Max vit Alec réfléchir. Il n'avait pas l'air de se souvenir d'avoir dit ça. Max aussi faisait le point sur ses souvenirs. La fillette venait de dire qu'elle avait quatre ans. Et ça, c'était bizarre. À Terminal City, les plus jeunes avaient moins de deux ans et étaient les enfants des couples reproducteurs X5. Ensuite, on passait au X8 et à leur sept ans d'âge minimal. Il n'y avait aucun enfant de quatre ans. Un enfant, arrivé récemment, n'aurait pas été si à l'aise dans une situation conflictuelle avec Mole.

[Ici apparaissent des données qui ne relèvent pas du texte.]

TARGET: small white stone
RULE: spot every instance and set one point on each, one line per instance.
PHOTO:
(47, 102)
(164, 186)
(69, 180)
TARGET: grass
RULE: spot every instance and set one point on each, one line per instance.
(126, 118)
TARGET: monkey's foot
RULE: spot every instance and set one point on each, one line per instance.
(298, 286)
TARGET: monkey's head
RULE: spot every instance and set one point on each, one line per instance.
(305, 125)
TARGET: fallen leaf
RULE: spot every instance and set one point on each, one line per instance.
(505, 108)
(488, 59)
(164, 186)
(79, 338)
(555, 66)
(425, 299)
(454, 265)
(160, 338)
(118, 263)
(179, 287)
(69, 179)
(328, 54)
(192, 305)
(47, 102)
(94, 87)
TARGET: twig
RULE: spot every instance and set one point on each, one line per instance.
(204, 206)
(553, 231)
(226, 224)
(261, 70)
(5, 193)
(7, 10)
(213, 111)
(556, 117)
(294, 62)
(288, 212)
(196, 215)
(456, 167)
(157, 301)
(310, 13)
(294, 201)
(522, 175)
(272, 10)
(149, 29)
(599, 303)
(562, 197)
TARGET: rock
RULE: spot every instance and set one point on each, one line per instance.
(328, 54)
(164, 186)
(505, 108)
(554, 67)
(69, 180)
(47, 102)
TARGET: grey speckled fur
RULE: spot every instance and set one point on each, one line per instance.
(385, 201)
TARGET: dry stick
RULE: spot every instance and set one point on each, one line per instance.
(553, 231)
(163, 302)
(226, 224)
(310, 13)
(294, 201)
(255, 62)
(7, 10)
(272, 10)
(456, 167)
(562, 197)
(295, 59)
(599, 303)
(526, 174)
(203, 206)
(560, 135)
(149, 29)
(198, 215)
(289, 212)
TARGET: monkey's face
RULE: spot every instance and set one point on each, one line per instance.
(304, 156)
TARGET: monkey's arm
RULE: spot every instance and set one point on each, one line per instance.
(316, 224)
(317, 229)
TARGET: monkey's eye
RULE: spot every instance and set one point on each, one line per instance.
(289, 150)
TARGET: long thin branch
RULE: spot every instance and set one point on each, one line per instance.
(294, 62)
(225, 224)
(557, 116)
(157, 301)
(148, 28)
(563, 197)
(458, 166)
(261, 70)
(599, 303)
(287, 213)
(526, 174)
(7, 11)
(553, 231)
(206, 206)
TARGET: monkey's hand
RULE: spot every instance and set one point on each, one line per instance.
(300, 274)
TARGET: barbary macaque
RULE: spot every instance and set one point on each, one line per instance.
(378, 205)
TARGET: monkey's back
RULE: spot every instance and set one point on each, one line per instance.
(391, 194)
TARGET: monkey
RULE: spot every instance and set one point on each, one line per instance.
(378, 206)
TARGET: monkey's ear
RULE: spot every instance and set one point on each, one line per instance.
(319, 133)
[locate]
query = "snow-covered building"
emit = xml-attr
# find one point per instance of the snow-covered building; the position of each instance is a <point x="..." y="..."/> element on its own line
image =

Et, Alec n'aurait pas eu le temps de raconter cette histoire de femelle alpha vu qu'il avait été débordé, puis à l'infirmerie pendant une longue période.
_ Pour l'instant, reprit Alec, vous n'êtes rien. Être une femelle alpha ne veut pas dire manquer de respect aux autres ou dénigrer leurs sentiments, ajouta-t-il en regardant Max.
Max se sentit rougir : Alec lui reprochait clairement quelque chose.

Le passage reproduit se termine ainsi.